Pour réduire la facture, pensez à acheter votre bois directement en scierie. Les prix y sont 20 à 30 % moins élevés qu’en grande surface, et la qualité bien meilleure. Demandez toujours un bois sec, traité, et vérifiez vous-même l’état des fibres et des nœuds. Un linteau voilé ou fissuré, c’est de l’argent perdu. Enfin, regroupez vos achats si vous avez plusieurs ouvertures : la plupart des scieries proposent des remises dès trois ou quatre linteaux commandés.
Foire aux questions :
Quelle section pour un linteau bois ?
La section dépend de la largeur de l’ouverture et de la charge à reprendre. Pour une fenêtre standard de 1,20 m, un linteau de 10 x 20 cm est souvent suffisant en bois massif, mais il faut toujours vérifier avec un abaque ou demander conseil à un pro pour les murs porteurs.

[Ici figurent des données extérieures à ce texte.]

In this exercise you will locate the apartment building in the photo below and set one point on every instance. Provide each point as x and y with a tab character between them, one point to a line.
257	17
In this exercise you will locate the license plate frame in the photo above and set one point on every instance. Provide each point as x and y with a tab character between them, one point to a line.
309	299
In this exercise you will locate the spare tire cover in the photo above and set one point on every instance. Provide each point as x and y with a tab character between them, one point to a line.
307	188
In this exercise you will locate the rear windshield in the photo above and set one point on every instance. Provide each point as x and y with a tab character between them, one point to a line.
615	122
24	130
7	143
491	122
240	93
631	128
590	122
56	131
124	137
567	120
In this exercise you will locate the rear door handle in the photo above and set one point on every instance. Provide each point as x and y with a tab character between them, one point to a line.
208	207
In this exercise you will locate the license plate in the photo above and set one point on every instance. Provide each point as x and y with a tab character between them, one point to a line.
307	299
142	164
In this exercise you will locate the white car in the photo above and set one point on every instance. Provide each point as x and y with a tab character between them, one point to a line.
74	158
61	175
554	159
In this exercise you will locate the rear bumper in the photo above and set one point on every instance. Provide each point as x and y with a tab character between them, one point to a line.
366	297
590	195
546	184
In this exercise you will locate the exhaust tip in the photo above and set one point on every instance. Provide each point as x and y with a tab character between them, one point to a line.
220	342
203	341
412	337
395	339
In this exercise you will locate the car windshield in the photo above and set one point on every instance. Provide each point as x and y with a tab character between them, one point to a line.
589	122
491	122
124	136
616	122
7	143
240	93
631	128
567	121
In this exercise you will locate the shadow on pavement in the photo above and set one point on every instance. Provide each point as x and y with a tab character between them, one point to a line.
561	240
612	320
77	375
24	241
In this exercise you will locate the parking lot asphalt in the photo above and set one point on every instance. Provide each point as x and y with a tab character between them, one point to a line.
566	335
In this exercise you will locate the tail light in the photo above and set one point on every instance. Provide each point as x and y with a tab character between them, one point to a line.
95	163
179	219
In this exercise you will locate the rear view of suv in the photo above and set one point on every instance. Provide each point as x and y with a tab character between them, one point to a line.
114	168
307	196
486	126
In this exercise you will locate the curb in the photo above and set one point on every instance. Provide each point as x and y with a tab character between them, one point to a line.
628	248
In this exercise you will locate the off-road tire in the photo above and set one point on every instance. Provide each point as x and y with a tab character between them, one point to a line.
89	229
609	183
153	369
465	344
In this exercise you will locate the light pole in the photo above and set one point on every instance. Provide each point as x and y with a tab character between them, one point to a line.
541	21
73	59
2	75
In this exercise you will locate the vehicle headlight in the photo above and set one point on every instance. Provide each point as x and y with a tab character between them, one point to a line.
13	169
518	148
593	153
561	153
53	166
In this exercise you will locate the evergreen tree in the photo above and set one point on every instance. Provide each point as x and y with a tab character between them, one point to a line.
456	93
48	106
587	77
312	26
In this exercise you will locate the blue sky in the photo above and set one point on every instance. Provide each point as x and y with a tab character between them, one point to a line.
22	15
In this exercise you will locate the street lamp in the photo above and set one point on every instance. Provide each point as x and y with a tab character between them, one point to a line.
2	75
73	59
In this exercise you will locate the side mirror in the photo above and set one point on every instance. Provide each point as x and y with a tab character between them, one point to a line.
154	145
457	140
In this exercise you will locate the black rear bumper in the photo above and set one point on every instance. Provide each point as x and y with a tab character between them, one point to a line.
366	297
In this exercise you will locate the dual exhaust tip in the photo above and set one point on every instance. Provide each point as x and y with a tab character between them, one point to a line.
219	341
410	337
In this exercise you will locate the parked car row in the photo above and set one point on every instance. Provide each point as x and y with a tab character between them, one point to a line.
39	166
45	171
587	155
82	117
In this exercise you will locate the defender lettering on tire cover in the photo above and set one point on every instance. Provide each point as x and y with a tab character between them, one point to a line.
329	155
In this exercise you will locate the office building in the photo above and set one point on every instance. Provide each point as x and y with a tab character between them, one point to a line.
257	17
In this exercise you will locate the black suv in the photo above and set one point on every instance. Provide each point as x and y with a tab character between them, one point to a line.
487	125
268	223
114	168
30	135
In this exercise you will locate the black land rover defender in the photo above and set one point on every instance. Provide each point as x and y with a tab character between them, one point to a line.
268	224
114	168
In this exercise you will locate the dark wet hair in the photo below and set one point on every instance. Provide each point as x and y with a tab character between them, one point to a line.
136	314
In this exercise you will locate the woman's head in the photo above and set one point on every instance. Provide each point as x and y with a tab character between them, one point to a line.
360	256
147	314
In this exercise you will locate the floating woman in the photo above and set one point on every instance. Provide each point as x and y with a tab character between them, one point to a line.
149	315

Comment traiter un linteau bois contre l’humidité ?
Un traitement fongicide et insecticide est indispensable pour protéger le linteau bois. Choisissez un produit adapté classe 3 ou 4 selon l’exposition, appliquez-le en plusieurs couches sur toutes les faces avant la pose, et insistez sur les extrémités en contact avec la maçonnerie.
Peut-on poser un linteau bois soi-même ?
Oui, la pose d’un linteau bois est accessible à un bricoleur averti. Il faut bien étayer le mur, ajuster correctement le linteau, et respecter les règles de sécurité pour éviter tout risque d’effondrement pendant les travaux.
Linteau bois ou béton : lequel choisir ?
Le bois convient aux ouvertures moyennes et à l’esthétique traditionnelle. Le béton est préférable pour les grandes portées ou les charges importantes, mais il nécessite plus de moyens à la pose et une finition adaptée si l’aspect compte.